Neuf profils qui nous dévoilent un peu de leurs ressorts intérieurs, leurs combats, leurs ressources, leurs talents et leur liberté de les mettre au service.

LE PRINCIPE DE L’ENNEAGRAMME:

Il est expérimental. La démarche est inductive, et non pas déductive, elle part de l’expérience: c’est par les témoignages et l’observation que certaines grandes lignes se dégagent et se confirment.

Selon Aristote, sur l’anthropologie duquel nous nous appuyons, l’homme cherche le bonheur. Chacun naît avec une orientation positive spécifique vers le bien et une passion (neutre) qui la meut vers ce bien. Pour Katie et Yannick c’est la paix, pour Mathilde et Benoît c’est l’inquiétude au sens aristotélicien: se soucier de.

– En raison d’une blessure, elle développe un mécanisme de défense propre pour s’en protéger et une vision mentale (fixation) de soi, des autres et du monde, partielle. Pour se tenir prêt à toute éventualité, Benoît projette les possibles; pour trouver la paix, Katie cherche l’harmonie. Ce mécanisme est bon en soi, il nous permet de puiser dans nos ressources et il est le lieu de notre expertise; mais il peut présenter un rétrécissement lorsqu’il devient absolutisé, excessif et fermé aux autres aspects de la réalité. L’ultra-responsabilité de Benoît peut lui faire ignorer ses limites et l’écoute de toutes les sollicitations peut empêcher Katie de faire des choix personnels.

– La conscience de ce moteur permet d’élargir mon champ de vision, et une vertu propre de développer un talent et le mettre au service. C’est en prenant conscience de sa confusion faire/être, que Nathan peut développer sa vertu de vérité et ordonner son travail à sa vie de famille et non pas l’inverse.

Ainsi, nous voyons que les voies d’évolution ne sont pas les mêmes pour tous et que ce qui est bon pour l’un ne l’est pas forcément pour l’autre, et peut même être inversé. Se mettre au service via Over the blues permet à Magali de rendre fécond son talent de compréhension du cœur, en se gardant de la complaisance émotionnelle.

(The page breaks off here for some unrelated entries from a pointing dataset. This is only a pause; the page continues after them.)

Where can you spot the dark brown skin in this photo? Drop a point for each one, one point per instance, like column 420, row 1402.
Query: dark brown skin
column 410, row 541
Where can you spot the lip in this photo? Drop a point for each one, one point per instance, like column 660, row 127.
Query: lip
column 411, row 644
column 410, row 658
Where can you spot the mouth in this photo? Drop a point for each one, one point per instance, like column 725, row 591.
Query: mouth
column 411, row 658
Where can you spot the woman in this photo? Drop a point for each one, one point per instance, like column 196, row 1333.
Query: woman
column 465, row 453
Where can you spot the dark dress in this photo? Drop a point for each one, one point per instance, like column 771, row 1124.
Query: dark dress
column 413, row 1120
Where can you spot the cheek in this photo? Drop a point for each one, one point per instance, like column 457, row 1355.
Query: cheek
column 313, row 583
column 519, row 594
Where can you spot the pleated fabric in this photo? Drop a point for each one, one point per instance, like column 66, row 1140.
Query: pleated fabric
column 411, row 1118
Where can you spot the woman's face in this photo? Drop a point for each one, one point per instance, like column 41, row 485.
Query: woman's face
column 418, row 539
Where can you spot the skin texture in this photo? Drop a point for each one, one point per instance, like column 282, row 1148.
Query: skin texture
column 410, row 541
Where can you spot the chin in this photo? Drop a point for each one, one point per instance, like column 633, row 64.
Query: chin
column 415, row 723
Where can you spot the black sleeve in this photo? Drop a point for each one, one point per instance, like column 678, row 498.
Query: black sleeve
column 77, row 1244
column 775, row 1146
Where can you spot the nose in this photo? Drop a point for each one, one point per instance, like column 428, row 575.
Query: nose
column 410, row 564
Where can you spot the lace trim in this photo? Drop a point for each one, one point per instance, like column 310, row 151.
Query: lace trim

A l’inverse, Sophie dont le talent propre est le service, au risque de se penser indispensable, trouve dans l’humilité de la reconnaissance de ses limites, une manière de mieux aimer. 

Plusieurs stagiaires ont évoqué des points de dynamique d’évolution (flèches, ailes, sous-types) qui sont autant de termes techniques qui peuvent sembler difficiles à comprendre. Encore une fois, c’est l’expérience qui peut permettre d’en concevoir l’intérêt. Voici quelques balises:

POINTS TECHNIQUES :

  • LES FLÈCHES

Deux flèches relient chaque base de l’ennéagramme à deux autres. Sur ce diagramme, les deux flèches de la base 1 sont la base 7 et la base 4. Ce sont des ressources additionnelles pour les personnes de base 1. Elles l’activent naturellement lorsque les ressources de leur base ne suffit plus pour s’ajuster aux événements. Pour rendre plus léger le fardeau du bien-faire, pour soi et pour les autres, Constance a recours à la beauté de son jardin (flèche en 4) ou au jeu (flèche en 7). Cela se fait tout seul, sans que la volonté n’intervienne.

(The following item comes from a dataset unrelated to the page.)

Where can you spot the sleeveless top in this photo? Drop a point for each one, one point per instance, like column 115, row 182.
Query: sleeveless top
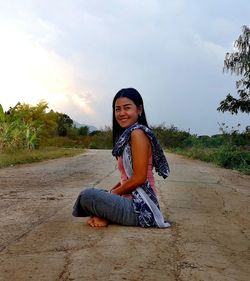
column 150, row 175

Il y a un sens à ces flèches, comme le diagramme le montre. Celle qui part de la base vers une autre base (rouge sur le diagramme), est activée en situation d’action (ou de stress). Celle qui arrive à la base (verte sur le diagramme), est activée en situation de repos (ou de sécurité). Ce phénomène est reconnu par nombre de stagiaires. Cependant, pour d’autres, le sens des flèches importe peu et quelque soit la situation, une des deux flèches est plus facilement accessible.

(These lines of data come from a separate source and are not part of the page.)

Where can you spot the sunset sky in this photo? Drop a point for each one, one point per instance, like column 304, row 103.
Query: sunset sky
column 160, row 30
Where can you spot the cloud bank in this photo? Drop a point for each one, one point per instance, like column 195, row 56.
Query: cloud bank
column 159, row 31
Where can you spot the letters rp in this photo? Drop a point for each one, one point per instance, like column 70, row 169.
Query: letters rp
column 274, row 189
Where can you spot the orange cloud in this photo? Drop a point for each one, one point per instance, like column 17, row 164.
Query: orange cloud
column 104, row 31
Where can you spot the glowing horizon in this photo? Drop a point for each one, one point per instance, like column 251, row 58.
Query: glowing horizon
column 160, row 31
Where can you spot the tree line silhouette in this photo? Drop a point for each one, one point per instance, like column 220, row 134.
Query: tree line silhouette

Le véritable intérêt est de réaliser que cela ne change pas mon camp de base, mais que je peux avoir recours à d’autres comportements par ce biais plus facilement, Pour « élargir l’espace de ma tente » (Isaïe, 54.2)

  • LES AILES

Chaque base est entourée par deux autres, la base 6 par les bases 5 et 7 par exemple: ce sont les ailes. Une des deux est privilégiée, et l’autre souvent délaissée. L’aile préférée colore la base: chez Magali, une aile 3 donne à sa base 4 un côté flamboyant et efficace; chez Benoît, une aile 7 en fait un joyeux drille plus extraverti que s’il privilégiait une aile 5.

Outre les nuances que peuvent offrir les ailes à chaque profil, l’aile est aussi un axe de travail important. En effet, l’aile délaissée est difficile d’accès et peut même provoquer un certain rejet. C’est pourtant en l’explorant, qu’un nouvel équilibre peut être trouvé et que les excès de la base peuvent être atténués. En cultivant une aile 8 délaissée, Katie pourra se positionner plus facilement et apprendre à dire non à trop de sollicitations.

                                 

Chaque profil développe son talent dans un domaine spécifique: celui de la maisonnée, de la relation en tête-à-tête ou du groupe. C’est le lieu concret des embûches et de l’évolution.

Nous pouvons constater qu’en fonction de ce sous-type, le confinement n’est pas vécu de la même manière, quelque soit la base. En survie, le cercle restreint est un lieu sécurisant et la nature un recours, avec le risque de s’y engluer: Katie craint l’égoïsme. En tête-à-tête, l’environnement relationnel est plus important que les conditions de vie: Nathan souffre de la distanciation. En social, le mode d’attention embrasse le groupe: François voit dans la situation un terrain de réflexion. Pour chacun, l’occasion est donnée de développer son expertise: Magali allume le feux chez ses amies pour confectionner des blouses aux soignants. Mais aussi de sortir de sa zone de confort pour aller visiter d’autres modes de communication: Katie développe ses relations de voisinage, Nathan se ressource auprès de la nature, François papote avec les commerçants.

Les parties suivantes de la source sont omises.